Corroborando com esse entendimento, Vladimir ARAS descreveu que "É que o §2º do art. 8º da Lei Complementar Federal n. 95/98, alterada pela LCF n. 107/2001, determina expressamente que as leis brasileiras (todas elas) devem estabelecer prazo de vacância em dias, somente em dias (e não em anos ou em meses), com a cláusula "esta lei entra em vigor após decorridos (o número de) dias de sua publicação"" [14]

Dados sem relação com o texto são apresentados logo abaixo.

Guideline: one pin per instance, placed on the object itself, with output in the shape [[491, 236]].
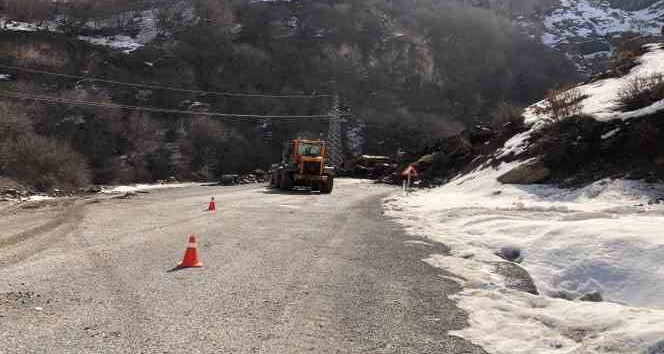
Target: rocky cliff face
[[588, 31]]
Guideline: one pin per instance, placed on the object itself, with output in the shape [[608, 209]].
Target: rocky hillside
[[408, 72], [589, 31], [609, 127]]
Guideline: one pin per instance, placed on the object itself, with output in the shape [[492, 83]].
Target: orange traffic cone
[[190, 256]]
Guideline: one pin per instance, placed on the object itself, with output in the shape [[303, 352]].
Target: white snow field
[[145, 187], [606, 237]]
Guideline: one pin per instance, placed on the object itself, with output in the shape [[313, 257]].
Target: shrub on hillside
[[506, 114], [43, 162], [562, 103], [641, 91]]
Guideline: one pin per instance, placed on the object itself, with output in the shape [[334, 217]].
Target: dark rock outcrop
[[529, 173]]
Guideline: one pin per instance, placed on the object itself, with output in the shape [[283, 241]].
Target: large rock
[[529, 173], [516, 277]]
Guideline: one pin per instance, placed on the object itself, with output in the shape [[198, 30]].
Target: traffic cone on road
[[190, 258]]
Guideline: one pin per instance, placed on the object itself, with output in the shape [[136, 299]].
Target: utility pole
[[335, 145]]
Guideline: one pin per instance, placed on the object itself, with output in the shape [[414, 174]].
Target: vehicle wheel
[[326, 188]]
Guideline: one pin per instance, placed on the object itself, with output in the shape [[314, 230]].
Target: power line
[[160, 87], [48, 99]]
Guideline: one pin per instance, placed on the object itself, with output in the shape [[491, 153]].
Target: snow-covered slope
[[606, 237], [601, 100], [577, 20]]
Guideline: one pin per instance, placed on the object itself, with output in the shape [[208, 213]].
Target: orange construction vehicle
[[303, 165]]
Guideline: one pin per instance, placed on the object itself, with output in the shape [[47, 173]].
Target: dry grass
[[562, 103], [641, 91]]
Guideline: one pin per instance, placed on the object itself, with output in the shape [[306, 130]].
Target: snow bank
[[604, 237], [601, 102], [143, 187], [508, 321], [146, 23]]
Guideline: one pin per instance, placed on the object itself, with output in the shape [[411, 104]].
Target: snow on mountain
[[601, 100], [604, 238], [576, 20]]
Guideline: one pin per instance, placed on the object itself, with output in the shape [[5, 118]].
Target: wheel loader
[[303, 165]]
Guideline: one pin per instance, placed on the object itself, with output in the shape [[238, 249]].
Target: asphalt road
[[283, 273]]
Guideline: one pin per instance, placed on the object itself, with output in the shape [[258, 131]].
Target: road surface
[[283, 273]]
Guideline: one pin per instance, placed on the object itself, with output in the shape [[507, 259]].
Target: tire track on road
[[44, 236]]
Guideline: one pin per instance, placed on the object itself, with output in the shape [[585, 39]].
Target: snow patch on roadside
[[604, 237], [36, 198], [143, 187]]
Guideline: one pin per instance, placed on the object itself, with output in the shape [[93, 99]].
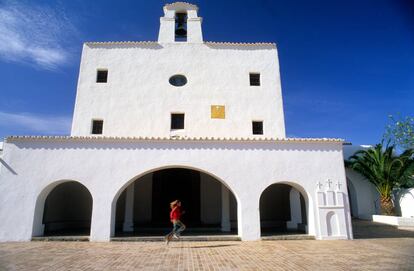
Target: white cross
[[319, 184], [329, 183]]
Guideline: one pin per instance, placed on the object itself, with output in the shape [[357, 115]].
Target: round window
[[178, 80]]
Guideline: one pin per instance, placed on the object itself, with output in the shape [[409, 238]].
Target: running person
[[175, 216]]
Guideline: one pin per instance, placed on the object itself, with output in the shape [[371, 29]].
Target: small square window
[[102, 76], [257, 127], [218, 112], [97, 127], [255, 79], [177, 121]]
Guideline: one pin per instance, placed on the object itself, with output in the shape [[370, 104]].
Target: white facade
[[137, 142], [137, 99]]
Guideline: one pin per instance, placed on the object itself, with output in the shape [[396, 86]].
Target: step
[[288, 237], [194, 238], [62, 238]]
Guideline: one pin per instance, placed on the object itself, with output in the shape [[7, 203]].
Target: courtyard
[[376, 247]]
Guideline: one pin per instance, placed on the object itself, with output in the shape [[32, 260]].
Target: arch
[[38, 227], [123, 187], [304, 203], [332, 224]]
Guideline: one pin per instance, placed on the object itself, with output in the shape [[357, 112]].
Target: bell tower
[[180, 24]]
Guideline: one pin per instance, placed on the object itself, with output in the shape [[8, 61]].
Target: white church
[[178, 118]]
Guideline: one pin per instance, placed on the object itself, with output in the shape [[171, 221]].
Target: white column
[[101, 219], [225, 209], [248, 217], [129, 209], [295, 209]]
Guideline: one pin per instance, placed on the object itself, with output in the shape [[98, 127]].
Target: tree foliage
[[400, 131], [385, 170]]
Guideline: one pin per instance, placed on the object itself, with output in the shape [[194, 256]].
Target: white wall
[[365, 199], [210, 200], [406, 202], [138, 99], [108, 166]]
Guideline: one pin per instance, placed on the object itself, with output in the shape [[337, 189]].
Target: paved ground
[[393, 250]]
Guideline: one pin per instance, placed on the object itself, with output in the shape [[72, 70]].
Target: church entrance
[[143, 207], [282, 211]]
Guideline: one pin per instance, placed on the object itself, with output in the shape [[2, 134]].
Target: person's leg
[[181, 228], [169, 236]]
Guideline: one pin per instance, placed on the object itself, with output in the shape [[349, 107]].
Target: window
[[255, 79], [178, 80], [257, 127], [177, 121], [181, 27], [102, 76], [218, 112], [97, 127]]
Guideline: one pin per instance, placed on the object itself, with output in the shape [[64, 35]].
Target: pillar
[[248, 217], [129, 209], [225, 209], [102, 217], [295, 209]]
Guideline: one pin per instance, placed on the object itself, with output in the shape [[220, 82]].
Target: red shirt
[[175, 213]]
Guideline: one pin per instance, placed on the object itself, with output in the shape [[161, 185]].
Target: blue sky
[[345, 65]]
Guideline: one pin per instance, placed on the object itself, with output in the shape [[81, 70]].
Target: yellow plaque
[[218, 112]]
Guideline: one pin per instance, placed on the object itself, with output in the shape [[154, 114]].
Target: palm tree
[[385, 170]]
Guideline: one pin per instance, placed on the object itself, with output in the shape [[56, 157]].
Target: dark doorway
[[143, 208], [172, 184], [68, 210]]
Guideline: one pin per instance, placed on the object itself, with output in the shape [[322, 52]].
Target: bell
[[181, 21], [181, 31]]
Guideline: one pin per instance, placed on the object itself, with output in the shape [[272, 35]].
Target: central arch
[[141, 206]]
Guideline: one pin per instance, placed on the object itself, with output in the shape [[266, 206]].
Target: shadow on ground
[[364, 229]]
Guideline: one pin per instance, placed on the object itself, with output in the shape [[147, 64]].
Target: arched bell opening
[[143, 207]]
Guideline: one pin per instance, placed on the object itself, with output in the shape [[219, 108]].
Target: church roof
[[181, 5], [201, 139], [156, 42]]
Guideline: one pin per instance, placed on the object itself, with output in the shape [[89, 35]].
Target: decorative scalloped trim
[[141, 138], [155, 42], [240, 43], [189, 5]]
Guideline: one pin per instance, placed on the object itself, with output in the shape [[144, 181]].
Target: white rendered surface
[[138, 99], [406, 202], [107, 167]]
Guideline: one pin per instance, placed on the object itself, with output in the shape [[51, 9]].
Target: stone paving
[[389, 252]]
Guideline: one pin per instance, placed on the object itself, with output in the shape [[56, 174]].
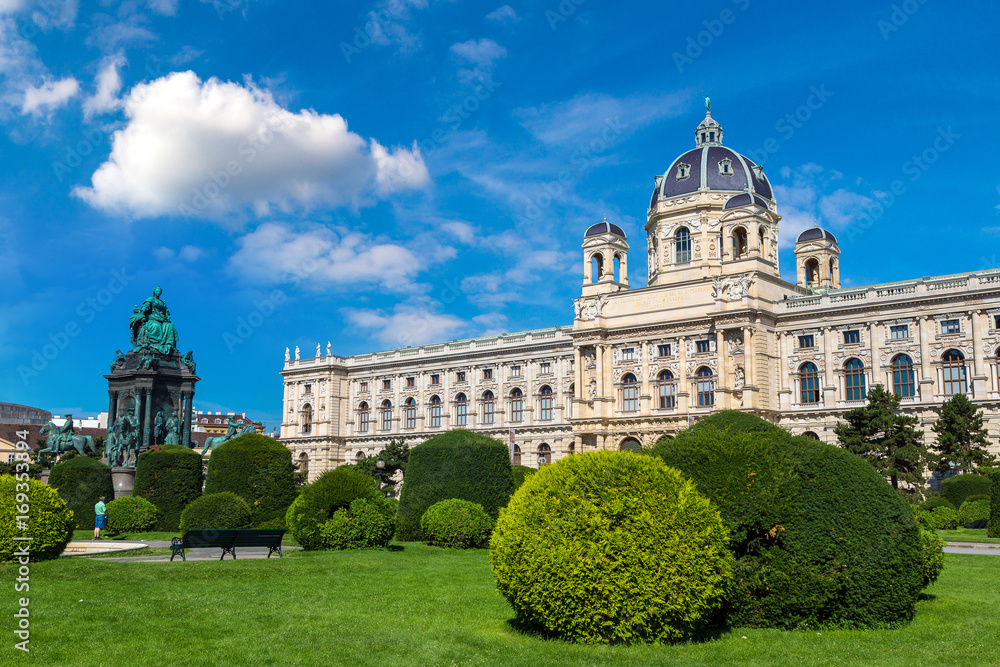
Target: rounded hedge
[[259, 470], [611, 547], [820, 538], [131, 514], [168, 476], [318, 502], [457, 464], [81, 481], [456, 524], [50, 521], [216, 510]]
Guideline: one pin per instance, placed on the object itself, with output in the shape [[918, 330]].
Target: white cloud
[[210, 149], [49, 96], [406, 324], [320, 258], [109, 84], [502, 14]]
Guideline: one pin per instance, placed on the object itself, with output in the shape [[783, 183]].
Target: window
[[489, 407], [545, 404], [705, 386], [410, 413], [953, 373], [435, 412], [902, 376], [630, 393], [809, 383], [682, 245], [516, 406], [544, 454], [854, 380], [386, 415], [364, 417], [666, 389]]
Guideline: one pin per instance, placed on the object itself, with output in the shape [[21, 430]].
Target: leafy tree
[[886, 439], [962, 441]]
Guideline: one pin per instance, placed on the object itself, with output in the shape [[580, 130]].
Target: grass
[[421, 606], [967, 535]]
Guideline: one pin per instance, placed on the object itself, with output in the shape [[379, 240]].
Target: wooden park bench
[[228, 540]]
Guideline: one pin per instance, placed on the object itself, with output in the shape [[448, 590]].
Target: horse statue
[[55, 443]]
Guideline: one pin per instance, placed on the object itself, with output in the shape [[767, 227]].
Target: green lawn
[[420, 606]]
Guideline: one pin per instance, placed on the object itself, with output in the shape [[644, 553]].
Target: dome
[[713, 167], [815, 234], [604, 228]]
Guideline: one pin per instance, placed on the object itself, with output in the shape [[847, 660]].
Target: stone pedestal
[[123, 480]]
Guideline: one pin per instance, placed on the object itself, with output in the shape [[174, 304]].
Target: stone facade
[[716, 328]]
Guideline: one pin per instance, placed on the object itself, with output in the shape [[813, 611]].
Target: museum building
[[716, 328]]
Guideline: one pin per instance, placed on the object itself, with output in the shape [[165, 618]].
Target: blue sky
[[385, 173]]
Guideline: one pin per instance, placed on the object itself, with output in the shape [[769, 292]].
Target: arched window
[[682, 246], [854, 380], [544, 454], [705, 385], [364, 417], [740, 248], [489, 407], [306, 418], [902, 376], [435, 412], [953, 373], [545, 404], [809, 383], [410, 413], [386, 415], [666, 388], [630, 393], [516, 406], [461, 410]]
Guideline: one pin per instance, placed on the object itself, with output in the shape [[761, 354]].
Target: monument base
[[123, 480]]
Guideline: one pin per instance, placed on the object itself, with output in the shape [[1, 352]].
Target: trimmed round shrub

Já a segunda corrente apregoa que a medida temporal adotada pelo legislador da lei, no momento da fixação da vacatio legis, deve ser seguida, inobstante a redação da Lei Complementar mencionada. É que a fórmula por ele sugerida naquela Lei Complementar é apenas exemplificativa. Outro motivo é que se o legislador quisesse atribuir em dias, assim o faria (em vez de um ano, citaria 365 dias, ou em vez de um mês, citaria 30 dias, e assim por diante). Por fim, porque vige a Lei nº 810/49, que definiu o ano civil [15], adotado inclusive pelo Código Civil.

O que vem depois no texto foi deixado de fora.